I fear I'm not making sense but I have to try and express what I mean. In layman's terms, I'm having a tough time easily having fun right now. There are certain triggers surrounding India and my experiences there that come up from time to time and leave me feeling paralyzed within them. The mere thought of India is filled with such emotion, happy and sad...and everything in between...that often I feel like I can't even think about it at all if I have any hope of reaching the place where I can let loose and have fun.

I have felt really blessed this last week as I have spent a lot of time with people I haven't seen in a while and that really makes me happy...and I have actually had a good deal of fun. But somewhere deep inside, I feel the emptiness that India has left in me...an emptiness that is not filled by anything else right now. I know that's part of this process, letting myself come to terms with the emptiness in hopes of seeing it in a positive light eventually. For the time being, I sort of just feel this nondescript void that I'm not sure how to deal with. It's like the elephant in the room...I can't get around it and I can't get rid of it...but I don't know how to face it head on because it's bigger than me and heavier than anything I could ever lift on my own.

Slowly I progress through this mess that is me, realizing that there is plenty of goodness to revel in along the way...as long as I'm looking for it.

Thursday, July 8, 2010

Joy In the Journey.

I've been back in the States for 3 weeks now, though it feels like a lot longer than that. The first week I was home felt nearly impossible...in many ways. I was hit hard with my need for time for adjustment, patience, grace...things I wasn't easily granting myself. Week two was a bit easier. I found myself settling into just being and not always doing, something that was instantly a challenge for me upon my return. My feeling is that more than anything else I want to know I'm being used and have a specific purpose I'm working toward in life, something I knew was happening in India, but I wasn't so sure was happening here at home.

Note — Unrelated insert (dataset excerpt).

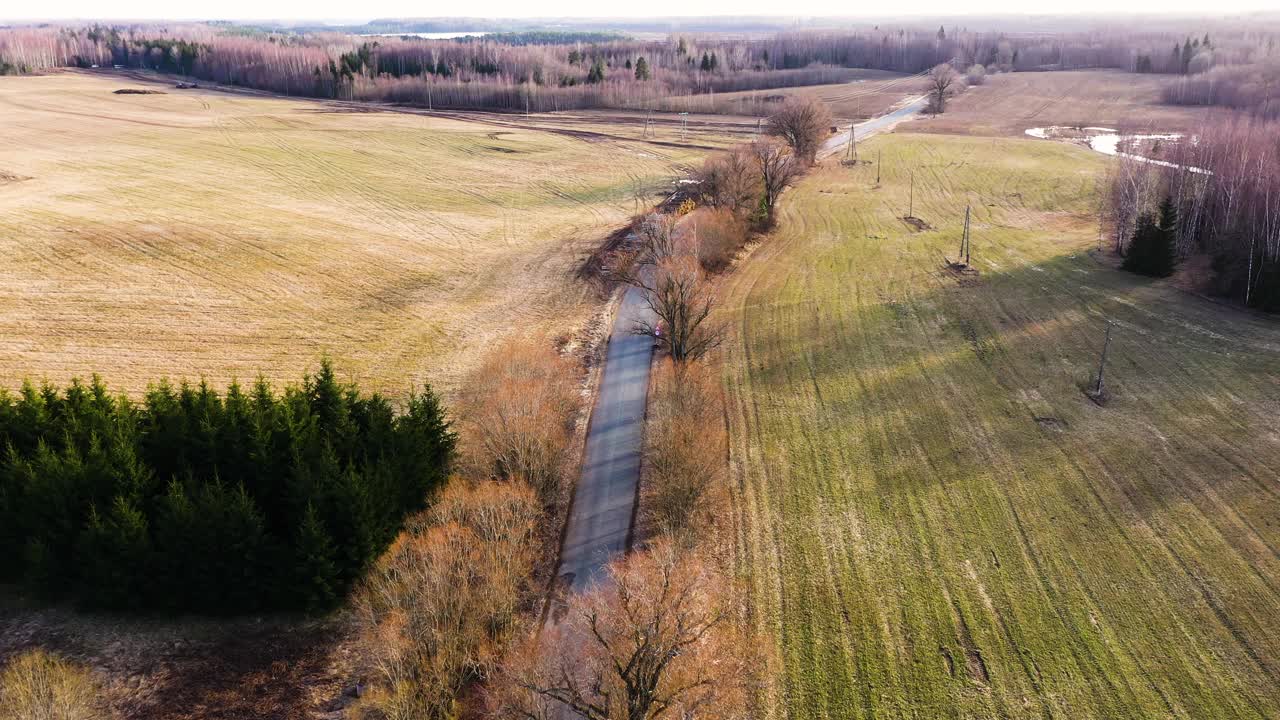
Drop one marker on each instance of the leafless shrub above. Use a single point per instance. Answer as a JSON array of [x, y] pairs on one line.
[[685, 450], [658, 639], [39, 686], [720, 235], [438, 607], [803, 123], [778, 169], [731, 181], [940, 85], [516, 417]]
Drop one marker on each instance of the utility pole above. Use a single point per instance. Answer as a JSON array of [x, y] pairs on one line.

I have since come to feel extremely blessed and joyful in my life. I may not have everything figured out but I am surrounded by incredible people that love me for who I am. I have only been back in Orange County for five days and I have spent every day with different people that care about me. Even though I don't have a job just yet, I see that as a blessing. I have an abundance of free time and am filling it with things that are good for my soul, things I really need to do as I'm jumping back into real life.

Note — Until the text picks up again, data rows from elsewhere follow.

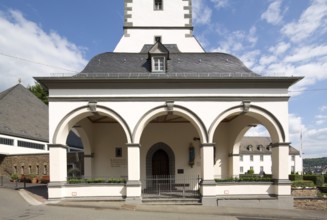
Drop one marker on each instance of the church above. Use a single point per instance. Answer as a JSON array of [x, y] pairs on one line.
[[167, 117]]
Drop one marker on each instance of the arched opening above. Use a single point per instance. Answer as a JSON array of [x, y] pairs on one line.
[[103, 136], [166, 137], [160, 160], [231, 157], [160, 163]]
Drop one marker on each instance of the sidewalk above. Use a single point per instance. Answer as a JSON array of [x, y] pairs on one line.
[[37, 196]]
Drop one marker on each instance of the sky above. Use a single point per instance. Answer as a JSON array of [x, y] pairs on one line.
[[271, 37]]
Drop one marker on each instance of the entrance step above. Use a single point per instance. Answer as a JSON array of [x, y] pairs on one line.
[[171, 201]]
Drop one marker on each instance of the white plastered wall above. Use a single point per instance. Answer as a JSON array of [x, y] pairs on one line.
[[178, 136]]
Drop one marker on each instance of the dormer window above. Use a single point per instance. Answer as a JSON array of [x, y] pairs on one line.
[[158, 56], [158, 64], [158, 5]]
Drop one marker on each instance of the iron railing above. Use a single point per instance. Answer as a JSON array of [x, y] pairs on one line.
[[170, 186]]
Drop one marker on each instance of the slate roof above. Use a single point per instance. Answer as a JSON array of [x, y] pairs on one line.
[[23, 115], [260, 145], [179, 65]]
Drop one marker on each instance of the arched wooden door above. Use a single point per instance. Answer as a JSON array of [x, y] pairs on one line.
[[160, 163]]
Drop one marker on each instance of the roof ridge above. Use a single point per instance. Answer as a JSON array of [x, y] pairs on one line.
[[8, 91]]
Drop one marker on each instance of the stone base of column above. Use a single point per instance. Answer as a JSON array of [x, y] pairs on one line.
[[208, 191], [55, 190], [282, 187], [133, 192], [285, 202], [209, 200]]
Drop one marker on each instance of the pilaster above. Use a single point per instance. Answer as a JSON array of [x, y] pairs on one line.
[[208, 185], [133, 185]]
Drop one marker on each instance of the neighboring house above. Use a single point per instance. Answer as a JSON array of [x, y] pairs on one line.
[[166, 115], [255, 153], [24, 134]]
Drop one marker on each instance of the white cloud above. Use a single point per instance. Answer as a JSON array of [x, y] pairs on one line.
[[321, 119], [27, 51], [201, 13], [280, 48], [273, 14], [265, 60], [312, 19], [312, 140], [220, 3], [306, 53], [323, 108]]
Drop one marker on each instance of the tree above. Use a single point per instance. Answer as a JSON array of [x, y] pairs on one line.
[[39, 92]]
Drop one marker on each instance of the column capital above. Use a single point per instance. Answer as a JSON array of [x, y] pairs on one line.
[[57, 146], [208, 145], [89, 155], [133, 145], [282, 144]]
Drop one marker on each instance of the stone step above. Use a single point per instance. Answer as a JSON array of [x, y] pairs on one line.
[[171, 201]]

Nothing really profound or super snazzy will come out of this blog post, but I want to write down how I feel each step of the way as I'm learning to process the past 6 months of insanity that was my life. I am beyond grateful for friends and family and more than ever really feel that they are what makes life sweet. Not every day is a complete walk in the park, as I still feel myself recoil a little in large groups and tend to keep certain things to myself as I'm processing, but I'm ok with that. I am learning to sort out a heaping pile of experiences, emotions, and lessons and I know it will take a lot of time so I'm unwilling to rush myself. In the meantime I am finding joy each and every day in the little things that make up my life...like sunshine, sushi, library books, running in a beautiful area, and sharing laughs with people I really appreciate. Regardless of all the tough stuff I am facing internally, I am pleased that I've finally found the joy in my journey.